Küreselleşmenin tüm ülkeleri kapsaması tabir yerindeyse bundan kaçışın ve geriye dönüşün imkânsız olması, ülkeleri yöneten siyasetçilerin ekonomiyle ilgili alacağı kararları çok daha önemli kılmaktadır. Türkiye gibi yapısal ekonomik sorunlarını çözememiş ülkelerin dış dünyadan gelecek etkilere karşı açık durumda kalmaları, alınacak doğru veya yanlış ekonomi kararlarının ileriye yönelik sonuçlarıyla doğrudan ilişkilidir. Gündemi göz önüne getirirsek, yine FED’in ne yapacağı, faizleri şimdilik artırmayacağı ancak Eylül, Ekim aylarında ABD ve küresel ekonominin o zamanki koşullarına göre faiz artırımına gideceğiyle ilgili yorumların alıp başını gittiğini kolaylıkla söyleyebiliriz. Ayrıca büyük Çin ekonomisinin yaşadığı ekonomik durgunluğun sanıldığından daha ciddi sorunları bünyesinde barındırdığı ve büyüme hızının düşmesinin aynı zamanda ithalatının azalması anlamına geldiğinden, tüm ekonominin stagnasyona yakalanmasına yol açmaktadır. Aynı şekilde ABD, Almanya ve Japonya’nın sürekli yapılan parasal reformlara rağmen üretim ekonomisi üzerinde, bir türlü atılım aşamasına geçememesi, dünya ekonomisinin durgunluğunun temel nedenidir. Emtia ürünlerinin fiyatlarının düşmesiyle defoları ortaya çıkan Şili, Kolombiya, Brezilya, Rusya gibi ülkelerin de milli gelirlerinin azalması, buna bağlı olarak işsizlik düzeyinin ve dış borçlarının artarak ekonomilerinin geleceklerinin ipotek altına alınması, küresel ekonominin istikrarsız büyüme sürecin hızlandırdı. Böyle bir son ise, cari açık verdiği için borçlanmak zorunda kalan gelişmekte yolundaki ülkelerin borçlanma maliyetini artırarak, üretim ekonomisine ve teknolojik yatırımlara gitmesi gereken kaynakların geçici açıkların kapatılmasında kullanılmasını zorunlu kılmakta, sonraki aşama ise bu ekonomilerin yapısal sorunlarının kalıcılığını pekiştirerek, her türlü istikrarsızlığa karşı savunmasız hale getirmektedir. Bununda sonucu yavaşlayan, reel ekonomiye göre orantısız şekilde büyüyüp parasallaşan ülke ekonomilerinin, global piyasaların havuzdaki suya atılan taşın meydana getirdiği dalgaların yayılması gibi istikrarsız konumunu sürdürmesi, dünyanın ekonomi ajandasının gel-gitlerle dolu olacağını göstermektedir.

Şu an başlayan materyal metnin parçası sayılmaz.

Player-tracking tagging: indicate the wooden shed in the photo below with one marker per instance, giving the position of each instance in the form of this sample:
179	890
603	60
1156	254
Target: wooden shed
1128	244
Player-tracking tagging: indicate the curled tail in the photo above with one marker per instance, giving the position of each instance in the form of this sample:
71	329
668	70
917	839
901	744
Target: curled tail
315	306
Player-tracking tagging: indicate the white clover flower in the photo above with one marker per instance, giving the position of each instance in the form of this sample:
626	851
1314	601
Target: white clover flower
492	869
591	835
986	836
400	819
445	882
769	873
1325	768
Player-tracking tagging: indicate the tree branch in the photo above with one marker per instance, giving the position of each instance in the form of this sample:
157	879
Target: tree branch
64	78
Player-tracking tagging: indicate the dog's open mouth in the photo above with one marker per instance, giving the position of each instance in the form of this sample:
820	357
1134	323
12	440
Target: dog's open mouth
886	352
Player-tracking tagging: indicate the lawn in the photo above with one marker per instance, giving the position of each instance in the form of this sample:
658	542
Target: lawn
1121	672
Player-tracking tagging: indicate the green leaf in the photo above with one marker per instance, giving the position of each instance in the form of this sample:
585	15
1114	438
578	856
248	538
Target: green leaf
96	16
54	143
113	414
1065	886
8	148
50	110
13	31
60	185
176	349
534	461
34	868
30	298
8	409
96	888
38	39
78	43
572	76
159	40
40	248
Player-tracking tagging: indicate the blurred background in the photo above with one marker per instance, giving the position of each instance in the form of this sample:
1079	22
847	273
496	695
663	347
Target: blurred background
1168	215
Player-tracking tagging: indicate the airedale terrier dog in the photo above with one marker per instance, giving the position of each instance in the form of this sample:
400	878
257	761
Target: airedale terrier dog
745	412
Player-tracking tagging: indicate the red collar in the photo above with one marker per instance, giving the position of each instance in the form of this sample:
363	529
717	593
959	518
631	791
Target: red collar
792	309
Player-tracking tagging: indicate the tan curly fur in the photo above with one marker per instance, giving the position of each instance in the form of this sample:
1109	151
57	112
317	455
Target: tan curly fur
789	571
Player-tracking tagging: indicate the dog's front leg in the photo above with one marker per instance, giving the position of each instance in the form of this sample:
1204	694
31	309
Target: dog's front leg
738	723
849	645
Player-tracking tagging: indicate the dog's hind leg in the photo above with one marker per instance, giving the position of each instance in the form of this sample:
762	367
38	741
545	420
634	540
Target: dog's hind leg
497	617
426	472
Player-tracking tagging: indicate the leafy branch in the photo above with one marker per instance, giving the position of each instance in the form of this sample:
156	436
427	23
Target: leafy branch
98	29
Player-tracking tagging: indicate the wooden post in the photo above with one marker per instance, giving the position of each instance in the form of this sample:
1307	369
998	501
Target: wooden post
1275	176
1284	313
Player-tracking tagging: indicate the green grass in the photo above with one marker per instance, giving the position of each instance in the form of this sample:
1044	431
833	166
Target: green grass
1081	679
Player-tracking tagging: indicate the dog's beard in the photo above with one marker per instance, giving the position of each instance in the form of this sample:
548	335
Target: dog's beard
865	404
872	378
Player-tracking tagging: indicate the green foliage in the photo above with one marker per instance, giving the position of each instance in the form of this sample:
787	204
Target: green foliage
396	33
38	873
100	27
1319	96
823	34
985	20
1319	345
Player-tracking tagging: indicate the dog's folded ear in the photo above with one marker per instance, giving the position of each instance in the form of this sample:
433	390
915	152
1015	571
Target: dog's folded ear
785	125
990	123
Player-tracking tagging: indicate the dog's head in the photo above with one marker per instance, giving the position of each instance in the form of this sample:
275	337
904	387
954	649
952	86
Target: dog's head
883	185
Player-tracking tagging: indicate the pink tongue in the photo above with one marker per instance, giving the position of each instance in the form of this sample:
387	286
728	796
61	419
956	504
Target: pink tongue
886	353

Ekonomilerin birbirlerinin gelişme korelasyonunun bu kadar yüksek olduğu günümüzde ülkemiz penceresinden ekonomiye bakacak olursak; bankaların karlarının azalması ve kredi arzında daha seçici davranarak ekonomiye can simidi işlevini yerine getirememesi, dış borçların artması, enflasyonun ekonomiler için sorun oluşturmayacak %2’lere, işsizliğin de %5’lere düşürülememesi, petrol ve doğal gaz fiyatlarının düşük seyretmesine rağmen cari açığı makul sayılabilecek 10 milyar dolar gibi rakamlara düşürülememesi, AR-GE ve yüksek teknolojiye yapılan yatırımların hala çok düşük düzeylerde kalması gibi olumsuz gerçeklerin yanı sıra siyaset dilinin sertleşmesi, argolaşması, ülkenin varlık ve birliğinin devamlı dillerde pelesenk edilerek politika malzemesi olarak kullanılması da, sorunların çözümünü ağırlaştırmaktadır. Küresel etkilere karşı ülke olarak pozisyon almaya çalışmak yerine, master düzeyde 80 milyonu kapsayan bir iktisadi kalkınma programını uygulamaya koyacak, istihdam sağlayacak yatırımlara yönelecek, kayıt dışı ekonomiyi ve vergi kaçağını asgariye indirerek verginin tabana yayılmasını sağlayacak, tüm yaşam alanında evrensel hukuk normlarını hakim kılacak, popülist uygulamaları dışlayarak yapısal ekonomik sorunların üzerine gidecek politikaları hayata geçirmeliyiz.
Soru: Hisse senetlerinin fiyatlarının yükselmesi üretim düzeyini yükseltir mi? Neden?
Sözün Gözü: Helal olmayan hiç bir şeyin, hayrı da olmaz.